HARRISBURG - The state law passed late last year allowing taverns and restaurants to host small games of chance was supposed to be a win for everyone: merchants, bettors, and Gov. Corbett, who is counting on tens of millions of dollars in new gambling taxes.

HARRISBURG - The state law passed late last year allowing taverns and restaurants to host small games of chance was supposed to be a win for everyone: merchants, bettors, and Gov. Corbett, who is counting on tens of millions of dollars in new gambling taxes.

But the numbers disclosed in a budget hearing Wednesday didn't sound like a winning bet.

Since the law's passage, only five establishments statewide have even applied for the license.

None has been approved.

All of which left several senators on the Appropriations Committee in a cold sweat, because the Corbett administration's proposed $29.4 billion budget for the fiscal year beginning July 1 banks on collecting $102 million in revenue from small games of chance.

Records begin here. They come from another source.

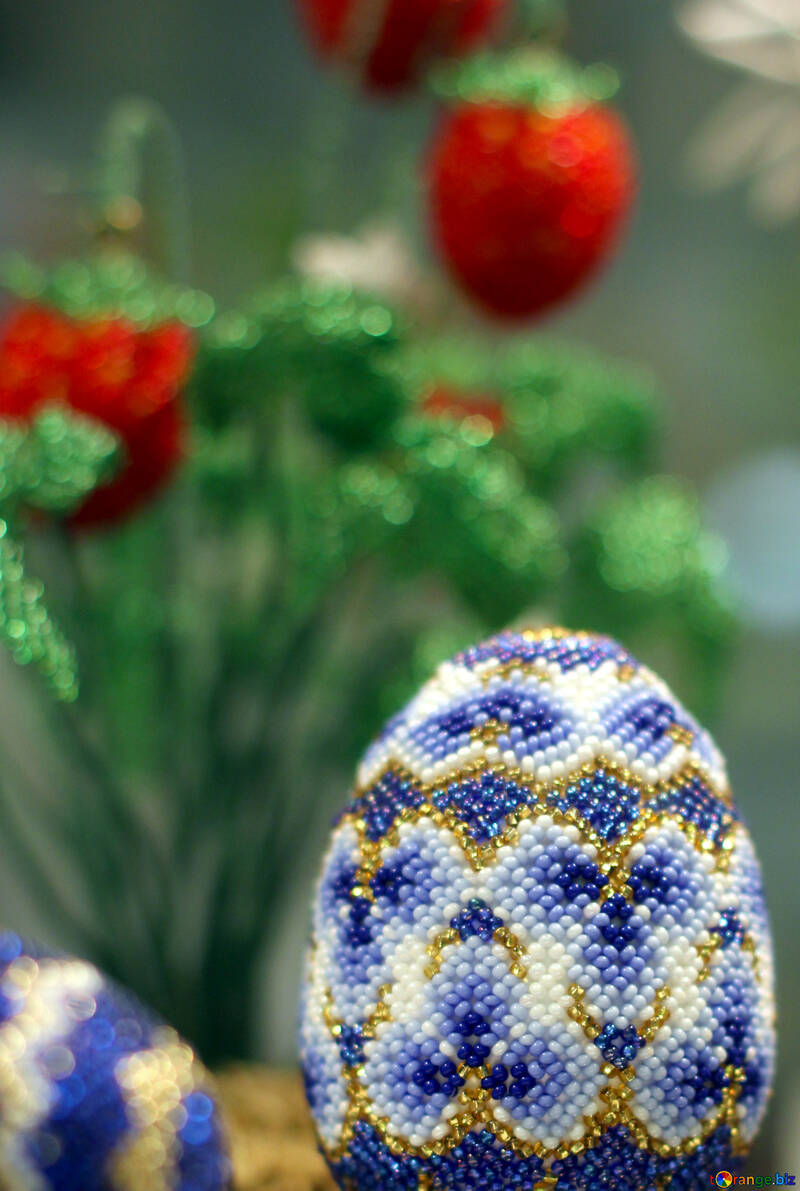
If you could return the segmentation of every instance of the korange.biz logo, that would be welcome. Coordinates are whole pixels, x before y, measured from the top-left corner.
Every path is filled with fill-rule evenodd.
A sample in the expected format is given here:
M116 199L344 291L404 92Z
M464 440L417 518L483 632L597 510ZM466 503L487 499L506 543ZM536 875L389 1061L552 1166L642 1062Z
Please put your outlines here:
M731 1174L718 1170L711 1176L714 1187L794 1187L793 1174Z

The senators, including Chairman Jake Corman (R., Centre), peppered officials from the Liquor Control Board with questions about the sluggish rollout of the new law, which allows bars and taverns to offer pull-tab games, daily drawings, and other forms of gambling. The LCB is responsible for approving the applications for small games of chance.

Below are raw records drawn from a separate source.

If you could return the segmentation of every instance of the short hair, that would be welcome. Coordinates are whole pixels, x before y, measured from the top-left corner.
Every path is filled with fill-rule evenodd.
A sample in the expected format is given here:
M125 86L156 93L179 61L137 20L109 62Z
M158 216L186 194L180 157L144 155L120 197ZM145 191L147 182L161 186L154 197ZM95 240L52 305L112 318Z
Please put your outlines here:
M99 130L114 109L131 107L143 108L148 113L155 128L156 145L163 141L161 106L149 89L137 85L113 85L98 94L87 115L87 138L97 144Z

"We just want to get this thing up and running," said Corman.

The Republican senator noted that bars and taverns lobbied hard for the law, and pointed out that he believed the application process set up by the LCB is onerous and may be deterring establishments from signing up.

The licensing process, among other things, requires applicants to undergo a background check and fingerprinting.

"This rollout is worse than Obamacare," said Corman. "More people signed up for Obamacare than signed up for small games of chance. This from an industry who begged for this."

LCB officials said roughly 16,000 establishments could qualify for small games of chance.

Those officials also hinted Wednesday that some bar and tavern owners may be hesitant to apply because they do not believe they will profit from small games of chance. The law includes a 60 percent tax on the bars' net gaming proceeds.

Amy Christie of the Pennsylvania Licensed Beverage and Tavern Association, a trade group representing 2,500 bars, taverns, restaurants, and nightclubs, said she believes the application process has been an obstacle. If that process is streamlined, Christie said, she expects the number of applicants to rise swiftly.

After the hearing, LCB spokeswoman Stacy Kriedeman said the agency is taking the senators' concerns seriously.

"We will look into this," she said. "And we will do whatever we can to be helpful, understanding that there is great interest in the success of this program."

Corbett spokesman Jay Pagni said the more than $100 million the administration has projected small games of chance will raise in the next fiscal year is based on, among other things, approximately 2,000 establishments being approved to offer them.